Although one can glimpse something of the "hell scrolls" of the Kamakura era in these works, they are much more beholden to Dante, Bosch and the conventions of late medieval Western art. Winged putti hover over gold backgrounds (somewhat tarnished, as if to signify the debasement of the whole proceeding), a single composition can include different episodes from an unfolding narrative, and the size of the figures in the paintings often corresponds to their thematic importance rather than to how close or far they are from the foreground. Colors also tend toward the symbolic, with the female figures rendered milky white and tipped with light, while the inquisitors are dressed in black or dark red robes.

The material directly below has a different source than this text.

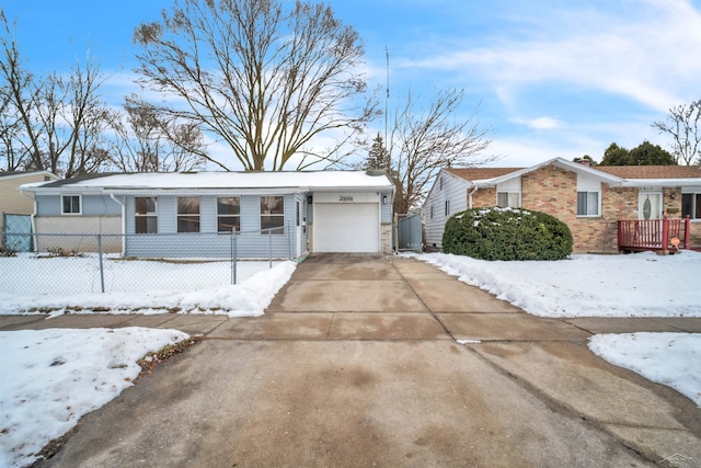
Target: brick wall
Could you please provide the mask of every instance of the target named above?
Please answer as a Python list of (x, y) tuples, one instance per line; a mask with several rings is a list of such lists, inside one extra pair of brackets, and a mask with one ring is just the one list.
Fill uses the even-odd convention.
[[(676, 197), (670, 194), (675, 192)], [(616, 252), (617, 221), (637, 219), (637, 193), (634, 187), (601, 184), (601, 216), (577, 217), (577, 174), (556, 165), (548, 165), (521, 176), (521, 207), (547, 213), (570, 226), (574, 251)], [(496, 189), (480, 189), (472, 195), (472, 206), (496, 204)], [(663, 190), (663, 209), (670, 218), (681, 216), (679, 189)], [(701, 244), (701, 224), (691, 225), (693, 244)]]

But despite all this medievalism, it's clear that Teraoka continues to have contemporary events at the front of his mind. He deploys motifs of recent vintage such as an AIDS ribbon doubling as a Greek Cross, a porn-filled computer screen capturing an inquisitor's attention and, figuring prominently in several recent paintings, a stained blue dress similar to the one worn by Monica Lewinsky during one of her White House trysts. In series like "Virtual Inquisition," "Adam and Eve" and "Confessional," Teraoka seeks metaphors for the peculiar mix of prurience and puritanism that marks contemporary American culture while continuing to pursue his earlier themes of dehumanization and loss of privacy. In these recent works, the tools of the information age--from the computer keyboard and mouse to the TV journalist's microphone--become instruments of medieval torture for those caught up in the media circus.
Some followers of Teraoka's work have wondered why an artist so closely identified with clever parodies of traditional Japanese styles would turn to a Western medieval format. In fact, Teraoka, who has lived in the United States since 1961, has had a long acquaintance with the religious art of the West. This began with a two-year course in Christianity while he was a student at Kwansei Gakuin University in Japan and has been reinforced by various trips to Europe, most recently last spring to attend the Holy Week celebration in Seville. (Hooded figures from this ritual appear in the recent paintings). Moreover, as Teraoka himself points out, whether his sources have been Asian or European, he has always used familiar historical traditions to bring contemporary issues into focus.
The ukiyo-e tradition was well-suited to his lighthearted satires from the 1970s and early '80s on pollution and the materialism of fastfood culture, and even to the subsequent AIDS-related images, which still privileged sexual desire even as they highlighted its potentially horrific consequences. Historically, ukiyo-e were commercially produced woodblock prints that celebrated the "floating world," the sector of Japanese society that encompassed brothels, geishas, Kabuki theater and sumo wrestling. But in Teraoka's new works, where the floating world of pleasure-seekers has been replaced by the Spanish Inquisition, sex is no longer about pleasure. Rather, it has become the theater in which political powerplays are enacted before a voyeuristic populace seeking titillation from the sexual misdeeds of the mighty, and where religion and morality can become weapons against freedom. A recurring theme in these paintings is how the religious and political right in America has wrested control of the definition of morality in order to further its own purposes. In keeping with the new subject matter, Teraoka has also shifted his style away from the graphic linearity of the ukiyo-e print toward a more painterly, Western style replete with chiaroscuro and modeled forms. Painting directly on canvas or linen for the most part, Teraoka now generally works in oils rather than the watercolor medium he favored previously.